Wellington City Council is fast-tracking construction of new retaining walls while also upgrading its current ones in poor condition.
The city has been in recovery mode after getting plummeted by 670 slips in seven weeks this winter.
Eighty five high-priority slip sites from that period were prioritised down to 27 for action – seven of those will be fast-tracked for the next year and 20 the year after.
Of the almost 3000 retaining walls keeping things upright across Wellington’s hilly city, 206 are in poor or very poor condition.
But there is one which is front of mind for council transport and infrastructure manager Brad Singh.
At Chaytor Street, on the way to Karori from the city, a 200-metre-long, almost 8m-high wall holds up Northland Tunnel Road.

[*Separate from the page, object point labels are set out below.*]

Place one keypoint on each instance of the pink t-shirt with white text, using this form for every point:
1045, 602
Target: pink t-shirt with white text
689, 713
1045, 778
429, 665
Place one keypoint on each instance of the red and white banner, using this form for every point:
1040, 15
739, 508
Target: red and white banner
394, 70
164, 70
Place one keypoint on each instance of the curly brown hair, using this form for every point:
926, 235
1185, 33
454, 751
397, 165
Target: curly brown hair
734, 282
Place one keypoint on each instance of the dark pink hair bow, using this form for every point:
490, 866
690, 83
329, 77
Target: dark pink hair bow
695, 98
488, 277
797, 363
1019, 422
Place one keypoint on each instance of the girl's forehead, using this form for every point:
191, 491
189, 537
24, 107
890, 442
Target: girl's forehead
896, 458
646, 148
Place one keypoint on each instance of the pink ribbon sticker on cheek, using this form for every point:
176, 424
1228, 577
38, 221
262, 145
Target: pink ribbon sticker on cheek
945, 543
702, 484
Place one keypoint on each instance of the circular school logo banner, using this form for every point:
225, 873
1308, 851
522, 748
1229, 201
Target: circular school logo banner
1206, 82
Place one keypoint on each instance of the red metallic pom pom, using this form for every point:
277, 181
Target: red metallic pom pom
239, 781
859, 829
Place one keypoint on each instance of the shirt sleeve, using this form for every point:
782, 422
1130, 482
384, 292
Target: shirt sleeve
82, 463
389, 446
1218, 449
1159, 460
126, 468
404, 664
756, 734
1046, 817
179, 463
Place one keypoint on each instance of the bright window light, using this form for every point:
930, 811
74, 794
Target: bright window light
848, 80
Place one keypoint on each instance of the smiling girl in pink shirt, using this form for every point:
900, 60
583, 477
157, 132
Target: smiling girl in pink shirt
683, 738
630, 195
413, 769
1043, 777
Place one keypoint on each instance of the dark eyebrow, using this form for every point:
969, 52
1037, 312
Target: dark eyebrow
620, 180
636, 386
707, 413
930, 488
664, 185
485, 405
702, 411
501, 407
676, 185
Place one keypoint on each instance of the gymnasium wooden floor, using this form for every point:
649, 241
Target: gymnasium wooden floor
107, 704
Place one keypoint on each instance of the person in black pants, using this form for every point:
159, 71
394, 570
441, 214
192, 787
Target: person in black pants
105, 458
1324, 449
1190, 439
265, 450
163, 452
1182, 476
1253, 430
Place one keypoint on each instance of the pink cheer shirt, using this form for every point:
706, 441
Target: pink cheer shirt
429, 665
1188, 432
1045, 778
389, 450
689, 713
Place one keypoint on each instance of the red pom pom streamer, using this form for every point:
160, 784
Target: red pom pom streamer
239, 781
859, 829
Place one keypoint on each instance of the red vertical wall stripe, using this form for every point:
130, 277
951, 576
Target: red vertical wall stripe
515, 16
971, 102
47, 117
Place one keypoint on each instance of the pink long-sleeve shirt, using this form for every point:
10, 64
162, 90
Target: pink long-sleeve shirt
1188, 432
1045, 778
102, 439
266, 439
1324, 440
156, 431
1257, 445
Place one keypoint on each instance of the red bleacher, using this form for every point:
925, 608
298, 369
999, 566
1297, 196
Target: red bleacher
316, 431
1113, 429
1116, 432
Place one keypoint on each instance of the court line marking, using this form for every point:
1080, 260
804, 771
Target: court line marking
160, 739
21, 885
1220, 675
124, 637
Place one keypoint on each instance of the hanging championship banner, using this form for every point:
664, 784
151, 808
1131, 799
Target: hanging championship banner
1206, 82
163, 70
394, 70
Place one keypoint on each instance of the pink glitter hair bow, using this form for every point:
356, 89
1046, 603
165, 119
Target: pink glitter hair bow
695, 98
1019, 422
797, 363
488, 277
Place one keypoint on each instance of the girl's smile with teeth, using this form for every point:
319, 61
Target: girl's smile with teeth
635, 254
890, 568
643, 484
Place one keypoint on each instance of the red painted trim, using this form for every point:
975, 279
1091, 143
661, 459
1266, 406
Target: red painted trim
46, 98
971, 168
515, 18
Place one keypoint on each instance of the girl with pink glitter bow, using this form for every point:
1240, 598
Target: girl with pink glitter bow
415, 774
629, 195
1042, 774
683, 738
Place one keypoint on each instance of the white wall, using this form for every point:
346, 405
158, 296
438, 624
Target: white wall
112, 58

While it was rated in average condition, there were risks, Singh said.
“It does have limitations when it comes to seismic movement, and so at some point the wall needs to be strengthened in order to make sure it can handle any seismic event.”
Despite the wall being a top priority for expensive strengthening, Waka Kotahi this year declined council’s bid for extra funding.
Brooklyn, Khandalah, Kelburn and Johnsonville all have among the most walls or accessway walls in either poor or very poor condition.
But Wadestown and Wilton together had 15 in bad nick.
Wadestown, which neighbours Wilton, is also a key alternative route out of the city in an earthquake – if State Highway 1 is compromised.
It was a priority area, but winter had added more to council’s plate, Singh said.
“We’ve constantly got to prioritise our workload … obviously post those slips we’ve had to reprioritise because some of those sites are more urgent than the planned walls we had on our list to build.”
But the issue for Wellington is not just where retaining walls are, it is where they are not too.
The capital has cut and filled into the hills for years, building roads and properties above or below them.
DTCE Structural Engineering director Marlo Bromley said those roads did not need consents like buildings did and it was risky.
“All the roads around Wellington, all have cut faces that are just at an unsafe angle, it’s just too steep,” Bromley said.
“So if you have a house, and it’s close-ish to a cut face that’s over the top of a public road, then you might want to have it looked at by a geotechnical engineer.”
The ground took decades to settle into place after developments like roads and properties so in the long term things should ease, Bromley said.
Over the next decade, the city council is spending more than $18 million on retaining wall upgrades and much of that will be within the first few years.
Councillor Tamatha Paul, chair of the environment and infrastructure committee, said that was necessary.
“Climate change demands that of us, because there’s nothing we can do about the fact that the weather is changing – our budget, I think, reflects that,” Paul said.
“I know that there’s ambition around the table to make as much budget commitment deliverable as we can.”
The city council will try to get more funding for the Chaytor Street wall from Waka Kotahi next year.